Standard: CCSS.MATH.2.NBT.B.5
Adding multiples of 10 is a cornerstone skill that builds your child's number sense and sets them up for multi-digit addition in Grade 3. When second graders master this concept, they're learning to recognize patterns in our base-10 number system—a critical insight that makes math feel less like memorization and more like logical thinking. At ages 7-8, children's brains are developing the ability to see groups and patterns, and multiples of 10 (10, 20, 30, 40...) are the most obvious place to start. This skill lets them add quickly without counting on their fingers, which boosts confidence and frees up mental energy for harder problems. Whether you're baking-champions or solving real-world problems like figuring out allowance or combining scores, adding tens appears constantly in daily life. Students who master this pattern also develop flexible thinking—they begin to see that 23 + 10 isn't a new problem, but rather a familiar pattern they can apply.

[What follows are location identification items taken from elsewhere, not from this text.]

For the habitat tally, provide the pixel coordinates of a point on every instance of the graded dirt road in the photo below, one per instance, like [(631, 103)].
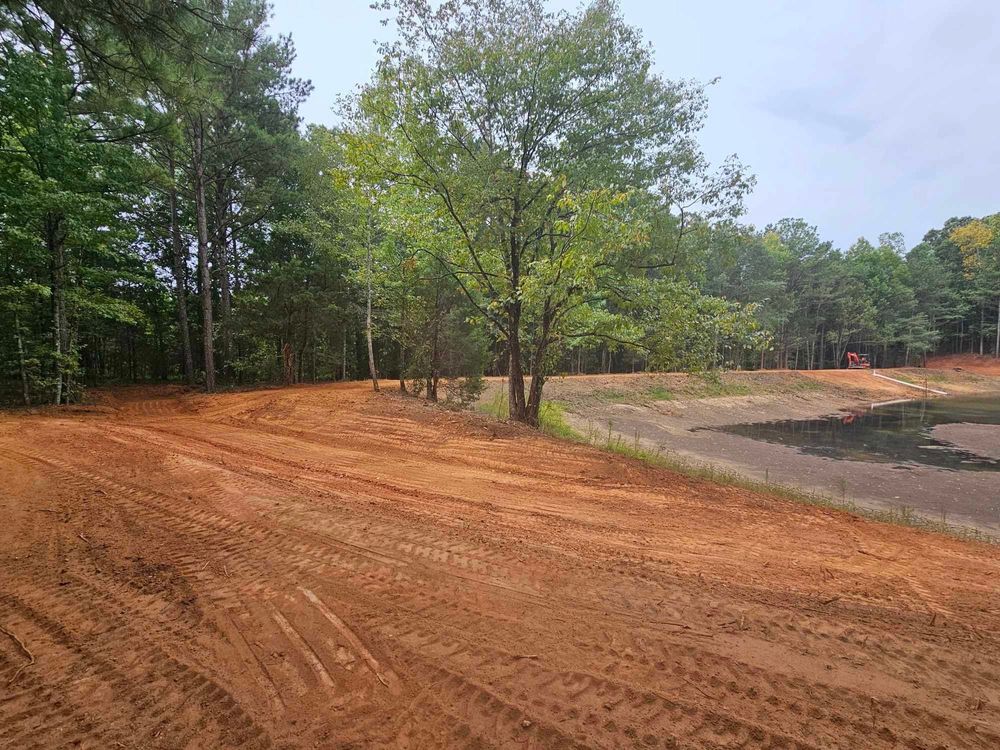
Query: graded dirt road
[(321, 567)]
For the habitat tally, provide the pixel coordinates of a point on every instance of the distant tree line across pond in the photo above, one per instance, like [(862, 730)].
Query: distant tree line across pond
[(513, 192)]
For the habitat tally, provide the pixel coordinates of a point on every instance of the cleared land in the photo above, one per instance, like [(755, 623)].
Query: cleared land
[(321, 567), (670, 411)]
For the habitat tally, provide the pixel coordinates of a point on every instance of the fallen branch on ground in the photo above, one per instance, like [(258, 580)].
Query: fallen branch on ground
[(25, 649)]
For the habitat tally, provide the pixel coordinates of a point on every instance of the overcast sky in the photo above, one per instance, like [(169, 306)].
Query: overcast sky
[(860, 116)]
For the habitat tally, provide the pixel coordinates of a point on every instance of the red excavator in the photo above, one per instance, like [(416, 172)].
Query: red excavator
[(857, 361)]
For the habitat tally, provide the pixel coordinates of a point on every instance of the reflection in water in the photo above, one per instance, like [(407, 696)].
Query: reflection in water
[(896, 433)]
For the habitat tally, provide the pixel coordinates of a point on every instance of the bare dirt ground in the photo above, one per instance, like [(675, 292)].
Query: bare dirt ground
[(669, 411), (321, 567), (984, 365)]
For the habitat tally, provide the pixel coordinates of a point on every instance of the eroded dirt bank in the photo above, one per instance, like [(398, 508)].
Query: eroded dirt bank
[(320, 567), (669, 411)]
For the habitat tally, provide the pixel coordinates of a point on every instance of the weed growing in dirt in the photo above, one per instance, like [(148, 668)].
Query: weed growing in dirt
[(551, 416), (659, 393)]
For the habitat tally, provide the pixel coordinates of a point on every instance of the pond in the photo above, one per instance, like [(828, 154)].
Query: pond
[(898, 433)]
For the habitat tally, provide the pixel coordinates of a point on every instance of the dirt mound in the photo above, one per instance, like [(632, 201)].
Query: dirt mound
[(983, 365), (321, 567)]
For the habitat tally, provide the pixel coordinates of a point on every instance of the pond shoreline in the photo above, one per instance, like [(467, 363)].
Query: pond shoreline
[(672, 426)]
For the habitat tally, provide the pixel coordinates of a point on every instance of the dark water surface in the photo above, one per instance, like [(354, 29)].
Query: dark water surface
[(897, 433)]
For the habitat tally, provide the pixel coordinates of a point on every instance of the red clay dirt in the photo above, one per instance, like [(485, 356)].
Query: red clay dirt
[(322, 567)]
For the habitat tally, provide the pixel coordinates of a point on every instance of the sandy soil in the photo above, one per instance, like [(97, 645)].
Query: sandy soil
[(984, 365), (321, 567), (981, 439), (627, 405)]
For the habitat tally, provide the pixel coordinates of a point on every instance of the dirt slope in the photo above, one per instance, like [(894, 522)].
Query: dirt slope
[(318, 567)]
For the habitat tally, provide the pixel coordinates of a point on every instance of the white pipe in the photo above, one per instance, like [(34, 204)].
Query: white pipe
[(912, 385)]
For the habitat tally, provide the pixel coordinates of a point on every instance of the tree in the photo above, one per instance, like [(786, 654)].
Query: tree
[(531, 130)]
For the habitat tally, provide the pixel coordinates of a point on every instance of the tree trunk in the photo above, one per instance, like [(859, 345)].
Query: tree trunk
[(20, 360), (515, 371), (402, 339), (60, 332), (996, 350), (203, 267), (179, 262), (982, 328), (368, 315), (220, 258)]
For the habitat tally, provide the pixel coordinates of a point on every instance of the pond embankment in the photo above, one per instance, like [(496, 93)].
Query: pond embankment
[(676, 414)]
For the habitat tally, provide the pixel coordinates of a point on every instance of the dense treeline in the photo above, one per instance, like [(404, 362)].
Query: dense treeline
[(514, 192)]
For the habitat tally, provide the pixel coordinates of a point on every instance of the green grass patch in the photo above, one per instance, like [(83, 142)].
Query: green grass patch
[(553, 421)]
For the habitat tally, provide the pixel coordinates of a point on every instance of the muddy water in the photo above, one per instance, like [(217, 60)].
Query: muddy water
[(899, 434)]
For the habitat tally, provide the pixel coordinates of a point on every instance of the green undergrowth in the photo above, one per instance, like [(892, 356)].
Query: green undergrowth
[(553, 422)]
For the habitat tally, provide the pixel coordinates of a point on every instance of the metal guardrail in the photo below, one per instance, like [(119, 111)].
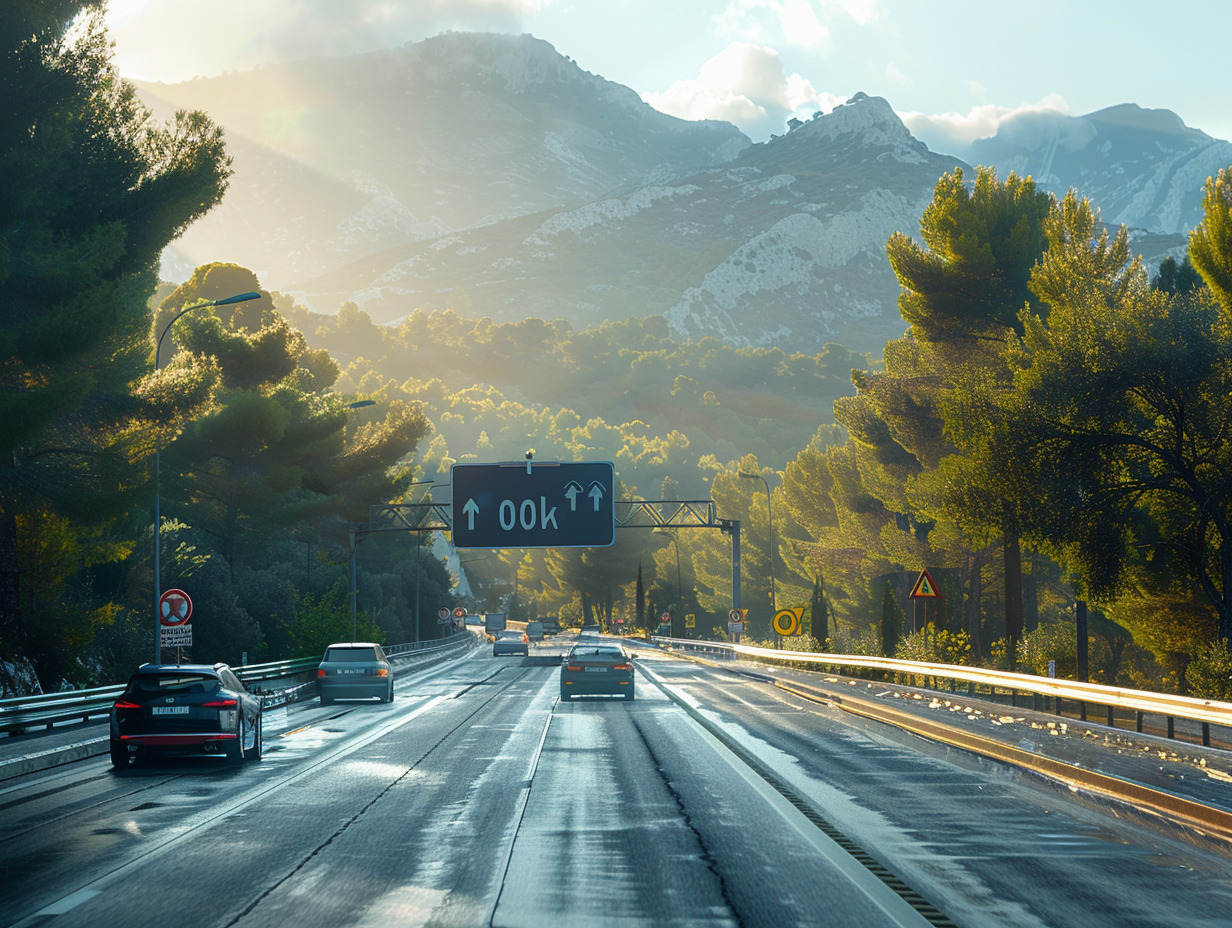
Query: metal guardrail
[(21, 714), (1207, 711)]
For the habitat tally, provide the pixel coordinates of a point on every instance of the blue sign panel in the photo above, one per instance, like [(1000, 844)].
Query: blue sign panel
[(534, 504)]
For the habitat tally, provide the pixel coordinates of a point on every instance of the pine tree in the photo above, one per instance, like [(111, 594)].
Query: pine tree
[(891, 621), (93, 191), (819, 614)]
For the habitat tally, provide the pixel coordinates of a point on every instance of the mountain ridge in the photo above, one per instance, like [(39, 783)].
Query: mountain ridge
[(492, 174)]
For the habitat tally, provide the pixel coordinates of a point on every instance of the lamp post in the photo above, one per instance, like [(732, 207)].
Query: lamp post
[(774, 599), (680, 587), (158, 454), (418, 547), (357, 533)]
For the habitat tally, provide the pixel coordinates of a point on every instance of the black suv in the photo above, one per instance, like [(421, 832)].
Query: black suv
[(185, 709)]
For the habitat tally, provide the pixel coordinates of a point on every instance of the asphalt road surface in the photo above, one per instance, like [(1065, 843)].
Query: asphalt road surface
[(477, 799)]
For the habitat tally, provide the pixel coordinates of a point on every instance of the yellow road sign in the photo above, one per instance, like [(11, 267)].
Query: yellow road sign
[(925, 587), (787, 621)]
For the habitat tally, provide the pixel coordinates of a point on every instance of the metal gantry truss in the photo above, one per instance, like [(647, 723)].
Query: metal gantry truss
[(630, 514)]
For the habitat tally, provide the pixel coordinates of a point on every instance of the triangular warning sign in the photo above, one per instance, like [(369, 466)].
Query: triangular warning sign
[(925, 587)]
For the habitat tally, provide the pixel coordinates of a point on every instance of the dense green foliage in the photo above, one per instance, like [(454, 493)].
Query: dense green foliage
[(630, 392), (91, 191)]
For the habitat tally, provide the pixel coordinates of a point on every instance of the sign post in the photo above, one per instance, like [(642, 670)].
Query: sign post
[(736, 624), (174, 611), (534, 504), (789, 621), (925, 588)]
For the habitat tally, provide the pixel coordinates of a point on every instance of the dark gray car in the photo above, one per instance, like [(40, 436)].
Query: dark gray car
[(356, 669)]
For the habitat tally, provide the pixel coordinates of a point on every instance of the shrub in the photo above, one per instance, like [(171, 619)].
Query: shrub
[(1210, 672)]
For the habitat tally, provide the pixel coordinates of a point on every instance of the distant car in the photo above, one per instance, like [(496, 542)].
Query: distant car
[(356, 669), (593, 669), (185, 709), (510, 641)]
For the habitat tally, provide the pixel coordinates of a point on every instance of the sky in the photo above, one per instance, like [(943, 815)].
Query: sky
[(951, 70)]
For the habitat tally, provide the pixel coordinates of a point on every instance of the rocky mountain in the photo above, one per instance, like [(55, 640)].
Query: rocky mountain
[(339, 158), (782, 245), (1142, 168), (492, 175)]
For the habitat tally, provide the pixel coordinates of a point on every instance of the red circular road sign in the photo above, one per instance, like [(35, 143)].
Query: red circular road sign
[(174, 608)]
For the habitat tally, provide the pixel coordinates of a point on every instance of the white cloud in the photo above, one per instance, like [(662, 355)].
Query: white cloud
[(796, 22), (896, 77), (176, 40), (744, 84), (954, 132)]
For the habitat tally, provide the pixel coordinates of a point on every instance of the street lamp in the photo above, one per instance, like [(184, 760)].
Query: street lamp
[(680, 587), (774, 600), (418, 549), (357, 531), (158, 454)]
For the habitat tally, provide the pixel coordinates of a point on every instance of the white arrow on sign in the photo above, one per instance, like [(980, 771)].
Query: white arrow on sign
[(596, 493)]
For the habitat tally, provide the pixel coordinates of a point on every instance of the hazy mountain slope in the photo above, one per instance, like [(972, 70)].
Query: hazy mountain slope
[(784, 245), (1143, 168), (339, 158)]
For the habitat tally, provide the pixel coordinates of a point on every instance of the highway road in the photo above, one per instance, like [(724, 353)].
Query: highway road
[(478, 799)]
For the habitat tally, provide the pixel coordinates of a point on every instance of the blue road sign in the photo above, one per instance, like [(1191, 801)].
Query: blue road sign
[(534, 504)]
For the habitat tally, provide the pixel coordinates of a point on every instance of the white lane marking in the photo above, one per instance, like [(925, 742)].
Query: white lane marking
[(68, 903), (885, 899), (223, 811)]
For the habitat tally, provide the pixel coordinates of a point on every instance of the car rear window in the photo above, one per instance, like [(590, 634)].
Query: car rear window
[(604, 653), (343, 656), (173, 683)]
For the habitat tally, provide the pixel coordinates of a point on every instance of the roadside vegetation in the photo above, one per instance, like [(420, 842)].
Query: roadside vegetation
[(1051, 429)]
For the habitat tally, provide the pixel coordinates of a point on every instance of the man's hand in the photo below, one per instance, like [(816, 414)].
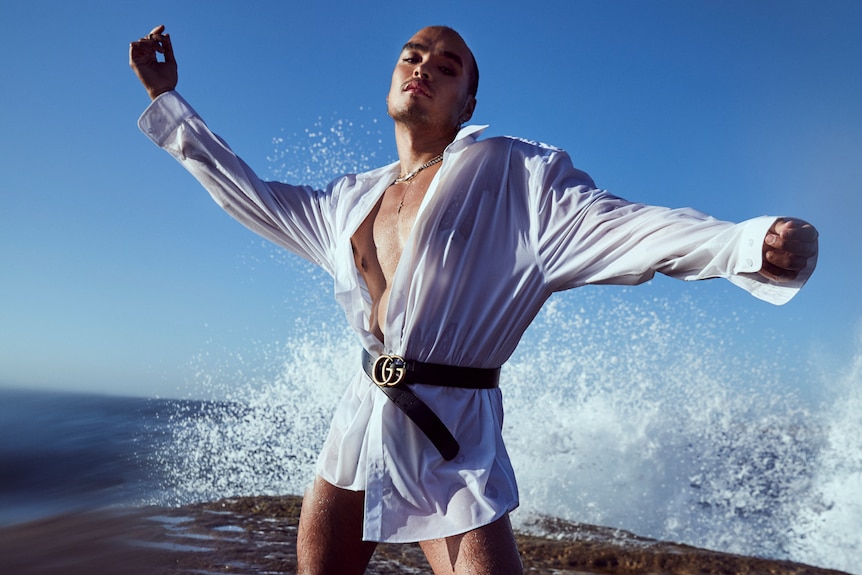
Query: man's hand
[(788, 245), (157, 77)]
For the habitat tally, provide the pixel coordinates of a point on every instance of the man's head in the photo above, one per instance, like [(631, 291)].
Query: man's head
[(435, 80)]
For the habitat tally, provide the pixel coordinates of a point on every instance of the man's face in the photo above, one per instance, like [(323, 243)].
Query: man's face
[(430, 83)]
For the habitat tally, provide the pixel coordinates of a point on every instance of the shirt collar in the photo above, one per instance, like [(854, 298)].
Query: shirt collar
[(466, 136)]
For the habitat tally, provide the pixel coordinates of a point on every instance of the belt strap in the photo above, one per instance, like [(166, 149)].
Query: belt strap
[(393, 375)]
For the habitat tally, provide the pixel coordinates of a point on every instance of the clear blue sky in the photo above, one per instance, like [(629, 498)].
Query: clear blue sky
[(117, 272)]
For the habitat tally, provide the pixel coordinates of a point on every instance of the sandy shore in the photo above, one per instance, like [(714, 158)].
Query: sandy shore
[(257, 535)]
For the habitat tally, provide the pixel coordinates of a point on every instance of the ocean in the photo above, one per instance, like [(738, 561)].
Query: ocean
[(651, 425)]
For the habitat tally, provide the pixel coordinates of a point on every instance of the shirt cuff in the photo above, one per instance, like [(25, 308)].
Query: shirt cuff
[(752, 233), (750, 260), (163, 116)]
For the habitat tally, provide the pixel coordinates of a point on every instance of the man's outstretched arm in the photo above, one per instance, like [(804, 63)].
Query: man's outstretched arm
[(787, 247), (157, 77)]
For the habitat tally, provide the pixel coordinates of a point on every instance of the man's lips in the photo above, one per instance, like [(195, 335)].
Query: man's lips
[(416, 87)]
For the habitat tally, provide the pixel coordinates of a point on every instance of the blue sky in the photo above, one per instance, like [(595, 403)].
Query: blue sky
[(120, 275)]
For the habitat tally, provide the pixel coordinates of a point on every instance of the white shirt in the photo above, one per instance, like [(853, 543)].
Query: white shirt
[(503, 225)]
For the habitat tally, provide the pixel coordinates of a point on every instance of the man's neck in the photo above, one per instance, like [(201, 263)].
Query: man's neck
[(419, 145)]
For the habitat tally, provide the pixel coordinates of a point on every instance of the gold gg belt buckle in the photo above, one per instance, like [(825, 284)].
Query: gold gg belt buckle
[(389, 370)]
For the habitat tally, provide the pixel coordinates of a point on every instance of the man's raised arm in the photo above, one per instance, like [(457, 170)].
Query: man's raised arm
[(157, 77)]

The most common mistake is that students count by ones instead of recognizing the tens pattern. You'll see this when a child adds 23 + 20 but counts: 24, 25, 26...instead of recognizing "just add the tens." Another frequent error is mixing up place value—they might write 23 + 20 = 43 by incorrectly combining the 2 and 2. Students also sometimes forget that the ones digit stays the same when adding tens (23 + 20 = 43, not 45). Watch for children who slow down significantly with multiples of 10—this signals they haven't internalized the pattern yet.
Play a real-world money game at home using dimes (which represent 10¢). Give your child a handful of dimes plus a few pennies, and ask: "If you have three dimes and two pennies, and I give you two more dimes, how much do you have?" This concrete, tactile experience shows why the ones place doesn't change when adding tens. Repeat with different combinations weekly, and gradually encourage your child to skip counting by tens (10, 20, 30) rather than counting each dime one at a time. This bridges the gap between concrete (real money) and abstract (numbers on paper).